Whatever pure linguists may think, my theory is very simple. Mr. refers to a man. No further identification is needed. On the other hand, a woman must be identified by her relation to a man. Either she has none, or she has one.
So she must be Miss or Mrs. for all to know. According to this somewhat antiquated school of thought, if she is Mrs., she is a success in the world. If, at the age of 30 or so she is still Miss, she has failed in her basic function. You may remember the phrase popular during the 40's and 50's, "she went to college to get her Mrs. degree. We thought it was pretty funny then. I don't think it is funny now.
The wide acceptance of the term Ms. indicates that today a woman may, if she chooses, be identified as an individual in her own right, and that her private life is exactly that. Of course, many women still prefer to use Mrs. or Miss and that choice is really what it is all about.
Even William Safire, the guru of modern English, has finally seen the light in this matter. In 1986 when he published his book Take
My word for it, he was still ambivalent about Ms.
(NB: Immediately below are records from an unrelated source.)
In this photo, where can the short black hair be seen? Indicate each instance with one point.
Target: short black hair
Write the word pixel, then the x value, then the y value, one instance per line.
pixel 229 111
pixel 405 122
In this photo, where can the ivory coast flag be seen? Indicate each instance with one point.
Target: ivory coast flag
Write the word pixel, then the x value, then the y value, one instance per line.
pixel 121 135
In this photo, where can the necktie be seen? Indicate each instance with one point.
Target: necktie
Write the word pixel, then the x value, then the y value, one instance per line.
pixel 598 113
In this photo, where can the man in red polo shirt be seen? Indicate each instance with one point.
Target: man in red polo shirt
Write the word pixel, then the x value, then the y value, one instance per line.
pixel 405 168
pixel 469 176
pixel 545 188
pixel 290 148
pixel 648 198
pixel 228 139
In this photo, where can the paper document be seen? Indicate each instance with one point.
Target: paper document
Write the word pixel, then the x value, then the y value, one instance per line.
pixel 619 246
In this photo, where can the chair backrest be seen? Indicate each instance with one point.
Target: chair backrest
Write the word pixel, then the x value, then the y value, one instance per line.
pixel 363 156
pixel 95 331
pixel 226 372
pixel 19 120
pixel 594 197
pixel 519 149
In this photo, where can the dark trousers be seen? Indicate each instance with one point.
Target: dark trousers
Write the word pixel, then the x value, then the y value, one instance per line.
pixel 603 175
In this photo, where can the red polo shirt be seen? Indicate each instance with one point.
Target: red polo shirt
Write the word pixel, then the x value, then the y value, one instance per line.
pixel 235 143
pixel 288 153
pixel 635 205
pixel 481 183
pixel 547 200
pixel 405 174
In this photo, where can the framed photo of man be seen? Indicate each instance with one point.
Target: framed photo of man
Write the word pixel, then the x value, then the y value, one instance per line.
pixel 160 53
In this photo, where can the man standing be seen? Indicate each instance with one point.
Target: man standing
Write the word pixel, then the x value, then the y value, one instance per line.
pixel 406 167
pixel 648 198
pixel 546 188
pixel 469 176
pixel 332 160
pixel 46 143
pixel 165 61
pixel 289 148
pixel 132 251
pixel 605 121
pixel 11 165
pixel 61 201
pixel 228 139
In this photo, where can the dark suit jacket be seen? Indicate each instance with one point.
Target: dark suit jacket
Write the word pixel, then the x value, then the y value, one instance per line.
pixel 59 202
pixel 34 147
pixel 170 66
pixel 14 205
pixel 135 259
He said, "Where you stand on use of Ms. usually reflects where you stand on feminism." But, he added, "Since men can preserve their privacy with Mr., why can't women with Ms.? I feel myself coming around."
And in 1988, he came around. In his new book, you could look it up, he says, "It breaks my heart to suggest this, but the time has come for Ms. we are no longer faced with a theory, but with a condition. Ms. is deliberately mysterious, but it is not deliberately misleading."
Judge Teitelbaum may know his law, but he does not know language or women. I hope Ms. Wolvovitz sues him.